Early life risk factors for cerebrovascular disease: A systematic review and meta-analysis

    loading  Checking for direct PDF access through Ovid



Cerebrovascular disease (CVD) causes subclinical brain vascular lesions detected using neuroimaging and childhood factors may increase later CVD risk.


We searched MEDLINE, PsycINFO, and EMBASE, and meta-analyzed all available evidence on childhood (premorbid) IQ, socioeconomic status (SES), education, and subclinical CVD in later life. Overall odds ratios (OR), mean difference or correlation, and 95% confidence intervals (CIs) were calculated using random effects methods.

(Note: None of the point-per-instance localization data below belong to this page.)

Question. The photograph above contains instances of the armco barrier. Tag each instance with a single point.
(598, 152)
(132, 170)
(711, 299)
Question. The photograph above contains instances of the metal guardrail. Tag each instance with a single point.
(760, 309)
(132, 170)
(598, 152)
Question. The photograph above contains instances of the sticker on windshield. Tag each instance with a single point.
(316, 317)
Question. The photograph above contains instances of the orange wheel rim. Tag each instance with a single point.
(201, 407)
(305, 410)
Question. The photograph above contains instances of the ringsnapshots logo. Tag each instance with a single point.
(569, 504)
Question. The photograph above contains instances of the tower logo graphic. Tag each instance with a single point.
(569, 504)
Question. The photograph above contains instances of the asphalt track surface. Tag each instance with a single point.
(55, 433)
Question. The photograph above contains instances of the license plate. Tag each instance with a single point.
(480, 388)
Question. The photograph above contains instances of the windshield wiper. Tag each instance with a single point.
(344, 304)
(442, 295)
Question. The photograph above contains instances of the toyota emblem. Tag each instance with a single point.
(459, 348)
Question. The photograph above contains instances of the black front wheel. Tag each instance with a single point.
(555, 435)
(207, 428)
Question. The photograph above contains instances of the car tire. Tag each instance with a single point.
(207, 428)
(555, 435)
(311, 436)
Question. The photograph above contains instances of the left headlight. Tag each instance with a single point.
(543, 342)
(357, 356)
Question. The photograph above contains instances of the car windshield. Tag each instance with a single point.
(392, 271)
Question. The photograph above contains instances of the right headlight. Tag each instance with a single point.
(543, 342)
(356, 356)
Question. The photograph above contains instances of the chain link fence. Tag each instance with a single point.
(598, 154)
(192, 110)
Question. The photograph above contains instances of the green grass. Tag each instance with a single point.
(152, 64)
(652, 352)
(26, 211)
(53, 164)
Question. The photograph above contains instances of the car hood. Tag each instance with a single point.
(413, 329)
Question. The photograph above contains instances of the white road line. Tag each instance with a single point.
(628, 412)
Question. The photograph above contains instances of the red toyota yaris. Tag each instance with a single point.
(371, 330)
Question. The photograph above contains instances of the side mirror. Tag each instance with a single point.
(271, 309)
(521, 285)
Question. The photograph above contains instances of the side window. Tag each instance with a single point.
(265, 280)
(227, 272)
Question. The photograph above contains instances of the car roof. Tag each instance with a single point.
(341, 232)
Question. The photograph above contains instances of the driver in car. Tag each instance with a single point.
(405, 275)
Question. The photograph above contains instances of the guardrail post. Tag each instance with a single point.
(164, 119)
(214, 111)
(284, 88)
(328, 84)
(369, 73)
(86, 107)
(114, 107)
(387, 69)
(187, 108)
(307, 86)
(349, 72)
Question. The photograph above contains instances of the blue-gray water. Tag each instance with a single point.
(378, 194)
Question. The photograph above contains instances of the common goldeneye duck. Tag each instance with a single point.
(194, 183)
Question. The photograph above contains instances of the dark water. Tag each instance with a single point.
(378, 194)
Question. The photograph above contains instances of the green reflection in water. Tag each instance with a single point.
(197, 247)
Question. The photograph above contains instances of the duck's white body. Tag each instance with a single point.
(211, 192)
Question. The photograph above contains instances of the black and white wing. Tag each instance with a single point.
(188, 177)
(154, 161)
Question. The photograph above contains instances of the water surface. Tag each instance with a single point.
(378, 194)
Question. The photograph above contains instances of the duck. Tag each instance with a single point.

We identified 30 relevant studies (n = 22,890). Lower childhood IQ and lower childhood SES were associated with more white matter hyperintensities (WMH) (IQ: n = 1,512, r = −0.07, 95% CI −0.12 to −0.02, p = 0.007; SES: n = 243, deep WMH r = −0.18, periventricular WMH r = −0.146). Fewer years of education were associated with several CVD markers (n = 15,439, OR = 1.17, 95% CI 1.05 to 1.31, p = 0.003). No studies assessed early life factors combined.


Childhood IQ, SES, and education are associated with increased risk of CVD on neuroimaging in later life. Further studies are required to provide further evidence and thereby inform policy.